He admits it cost about twice as much to build the natural swimming pool, but he and his family appreciate that it creates an ecosystem and feels great to swim in. He's even tested the water and says it's cleaner than what comes out of his tap — which is a feat since NYC tap water has some of the best water quality of any large city in the U.S.
Even with the limited space of a Brooklyn townhouse rear garden area, there's more in the backyard than just the pool. "There's an oak tree and a pawpaw which creates fruit similar to a mango, but it's native. The backyard also has raspberries, blackberries, blueberries and black locusts. I built the backyard to be like an urban jungle with rocks — I wanted my children to learn to climb and explore, building their eye-hand coordination," says Brooks-Church.
All of these details add up to a beautiful, functional space that's now recognized as a Certified Wildlife Habitat by the National Wildlife Federation.

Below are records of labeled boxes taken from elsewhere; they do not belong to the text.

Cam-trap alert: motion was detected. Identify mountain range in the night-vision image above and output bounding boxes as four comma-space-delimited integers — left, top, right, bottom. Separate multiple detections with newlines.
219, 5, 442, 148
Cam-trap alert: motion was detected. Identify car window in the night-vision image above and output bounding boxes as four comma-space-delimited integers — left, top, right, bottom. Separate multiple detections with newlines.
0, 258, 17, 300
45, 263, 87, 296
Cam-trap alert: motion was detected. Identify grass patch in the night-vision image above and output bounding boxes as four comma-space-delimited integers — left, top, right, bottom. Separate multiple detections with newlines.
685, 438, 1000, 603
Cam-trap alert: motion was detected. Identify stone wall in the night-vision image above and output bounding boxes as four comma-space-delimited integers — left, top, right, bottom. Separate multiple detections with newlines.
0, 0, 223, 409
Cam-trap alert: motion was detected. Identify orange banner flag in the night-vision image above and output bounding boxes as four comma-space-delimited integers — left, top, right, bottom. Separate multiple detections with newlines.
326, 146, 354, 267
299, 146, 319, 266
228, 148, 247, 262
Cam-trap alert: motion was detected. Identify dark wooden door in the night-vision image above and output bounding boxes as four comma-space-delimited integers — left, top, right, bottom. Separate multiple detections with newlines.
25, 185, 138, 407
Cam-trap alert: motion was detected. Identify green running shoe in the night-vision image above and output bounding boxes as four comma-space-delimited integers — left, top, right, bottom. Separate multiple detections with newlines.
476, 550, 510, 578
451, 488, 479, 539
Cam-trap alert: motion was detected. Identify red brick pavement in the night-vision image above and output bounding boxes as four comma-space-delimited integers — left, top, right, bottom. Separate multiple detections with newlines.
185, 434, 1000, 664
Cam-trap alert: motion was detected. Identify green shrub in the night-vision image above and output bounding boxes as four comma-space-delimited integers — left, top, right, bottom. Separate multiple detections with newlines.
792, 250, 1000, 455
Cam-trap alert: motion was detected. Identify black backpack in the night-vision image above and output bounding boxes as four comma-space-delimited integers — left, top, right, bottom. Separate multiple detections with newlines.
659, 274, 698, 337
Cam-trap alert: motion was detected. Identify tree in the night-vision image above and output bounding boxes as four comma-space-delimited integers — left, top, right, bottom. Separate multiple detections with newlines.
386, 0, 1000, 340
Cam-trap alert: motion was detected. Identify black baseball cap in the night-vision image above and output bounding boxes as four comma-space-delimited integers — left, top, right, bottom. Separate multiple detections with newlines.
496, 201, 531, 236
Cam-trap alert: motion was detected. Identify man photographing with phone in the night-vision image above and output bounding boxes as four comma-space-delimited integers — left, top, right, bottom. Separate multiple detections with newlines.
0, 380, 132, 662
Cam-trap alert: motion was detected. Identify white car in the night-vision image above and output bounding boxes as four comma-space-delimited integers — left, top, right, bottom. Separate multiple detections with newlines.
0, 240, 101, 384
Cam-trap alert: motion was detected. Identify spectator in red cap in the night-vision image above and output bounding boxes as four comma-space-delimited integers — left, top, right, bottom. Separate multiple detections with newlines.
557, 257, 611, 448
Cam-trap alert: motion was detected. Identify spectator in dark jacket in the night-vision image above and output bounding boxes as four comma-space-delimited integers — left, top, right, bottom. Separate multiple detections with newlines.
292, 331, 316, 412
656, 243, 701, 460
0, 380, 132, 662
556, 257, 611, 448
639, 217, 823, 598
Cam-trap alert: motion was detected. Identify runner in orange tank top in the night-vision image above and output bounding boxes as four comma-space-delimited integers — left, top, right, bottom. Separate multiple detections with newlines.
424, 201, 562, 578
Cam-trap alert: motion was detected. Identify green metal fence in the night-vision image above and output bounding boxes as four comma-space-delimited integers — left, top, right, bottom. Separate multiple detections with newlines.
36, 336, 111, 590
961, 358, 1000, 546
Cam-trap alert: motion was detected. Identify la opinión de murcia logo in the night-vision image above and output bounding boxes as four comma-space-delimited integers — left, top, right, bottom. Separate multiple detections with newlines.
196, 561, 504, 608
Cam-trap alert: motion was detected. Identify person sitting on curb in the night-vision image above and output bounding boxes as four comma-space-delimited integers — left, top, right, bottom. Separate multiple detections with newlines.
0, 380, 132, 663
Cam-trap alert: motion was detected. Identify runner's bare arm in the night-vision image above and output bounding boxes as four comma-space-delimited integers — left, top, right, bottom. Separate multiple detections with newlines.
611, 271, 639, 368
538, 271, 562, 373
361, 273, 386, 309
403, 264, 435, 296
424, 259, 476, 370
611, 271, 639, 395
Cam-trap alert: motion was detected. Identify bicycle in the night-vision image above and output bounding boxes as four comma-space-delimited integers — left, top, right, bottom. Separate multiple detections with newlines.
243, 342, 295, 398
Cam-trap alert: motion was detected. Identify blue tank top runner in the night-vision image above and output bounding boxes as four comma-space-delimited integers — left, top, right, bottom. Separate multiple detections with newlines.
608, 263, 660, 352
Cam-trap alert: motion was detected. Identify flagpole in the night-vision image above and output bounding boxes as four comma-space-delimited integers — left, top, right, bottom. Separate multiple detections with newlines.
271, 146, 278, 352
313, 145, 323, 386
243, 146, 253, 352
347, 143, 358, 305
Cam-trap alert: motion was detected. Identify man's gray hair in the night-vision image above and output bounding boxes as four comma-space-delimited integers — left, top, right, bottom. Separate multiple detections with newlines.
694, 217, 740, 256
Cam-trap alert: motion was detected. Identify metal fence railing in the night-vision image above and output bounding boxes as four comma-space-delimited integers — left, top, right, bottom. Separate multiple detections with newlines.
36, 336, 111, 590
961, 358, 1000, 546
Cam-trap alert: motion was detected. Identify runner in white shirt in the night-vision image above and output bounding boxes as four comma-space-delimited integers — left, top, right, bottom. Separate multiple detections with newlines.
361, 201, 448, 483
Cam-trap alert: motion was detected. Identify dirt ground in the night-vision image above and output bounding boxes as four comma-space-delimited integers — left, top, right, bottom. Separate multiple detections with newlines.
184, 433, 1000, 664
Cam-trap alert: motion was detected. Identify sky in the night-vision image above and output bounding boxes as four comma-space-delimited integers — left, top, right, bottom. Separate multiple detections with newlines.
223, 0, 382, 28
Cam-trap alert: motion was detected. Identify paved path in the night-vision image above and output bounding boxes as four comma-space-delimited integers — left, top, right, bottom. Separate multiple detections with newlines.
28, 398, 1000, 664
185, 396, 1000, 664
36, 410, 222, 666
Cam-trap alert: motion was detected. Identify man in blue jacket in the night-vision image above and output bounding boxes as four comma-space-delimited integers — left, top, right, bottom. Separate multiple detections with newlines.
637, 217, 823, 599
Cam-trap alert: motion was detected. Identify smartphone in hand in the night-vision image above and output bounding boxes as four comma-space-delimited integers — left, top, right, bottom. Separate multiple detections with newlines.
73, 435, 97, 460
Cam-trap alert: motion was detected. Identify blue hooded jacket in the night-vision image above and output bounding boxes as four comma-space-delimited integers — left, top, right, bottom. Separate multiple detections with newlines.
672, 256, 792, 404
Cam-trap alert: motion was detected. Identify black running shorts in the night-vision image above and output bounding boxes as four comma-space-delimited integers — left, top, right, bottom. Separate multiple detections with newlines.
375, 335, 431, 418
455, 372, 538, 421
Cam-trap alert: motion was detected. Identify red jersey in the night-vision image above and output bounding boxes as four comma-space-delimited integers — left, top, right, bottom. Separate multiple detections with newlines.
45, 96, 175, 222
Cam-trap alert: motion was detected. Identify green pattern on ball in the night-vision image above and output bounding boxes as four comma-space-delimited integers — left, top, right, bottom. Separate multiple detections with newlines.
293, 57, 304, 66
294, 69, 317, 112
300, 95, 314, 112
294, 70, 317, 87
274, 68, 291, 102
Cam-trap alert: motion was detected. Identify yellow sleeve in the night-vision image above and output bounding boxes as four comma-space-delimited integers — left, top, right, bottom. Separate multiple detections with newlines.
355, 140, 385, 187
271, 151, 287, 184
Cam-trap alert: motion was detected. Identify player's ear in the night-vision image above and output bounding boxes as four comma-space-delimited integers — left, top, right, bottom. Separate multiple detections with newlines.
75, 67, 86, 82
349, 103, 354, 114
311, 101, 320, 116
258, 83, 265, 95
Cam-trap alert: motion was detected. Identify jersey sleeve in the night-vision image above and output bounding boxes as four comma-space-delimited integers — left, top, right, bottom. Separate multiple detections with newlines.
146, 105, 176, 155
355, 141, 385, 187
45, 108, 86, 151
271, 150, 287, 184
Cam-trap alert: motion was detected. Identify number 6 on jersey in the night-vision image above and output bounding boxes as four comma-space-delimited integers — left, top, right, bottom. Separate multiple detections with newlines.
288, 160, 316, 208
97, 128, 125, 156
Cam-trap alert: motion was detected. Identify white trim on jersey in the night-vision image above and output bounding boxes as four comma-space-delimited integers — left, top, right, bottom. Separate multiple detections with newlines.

"In the very back, there is a two-story treehouse made out of wood I saved from a water tower. The floor area is 50 square feet, and each floor is made from salvaged glass panes from an advertising agency that was disposing of the material. The treehouse has a green roof on it with native plants. The kids hang out in it and play, and the grownups gather and enjoy nature in it."
Indoor living wall
Yes, there's a living wall inside the house, too! "This living wall is made from tropical plants from Florida, such as Boston fern, pothos, neon fern, and rabbit's foot fern. And this one has a lizard that came along for the trip — if you listen closely, you can hear it chirp. This wall is also automatically watered and it has grow lights that activate automatically at night," says Brooks-Church of his dream home.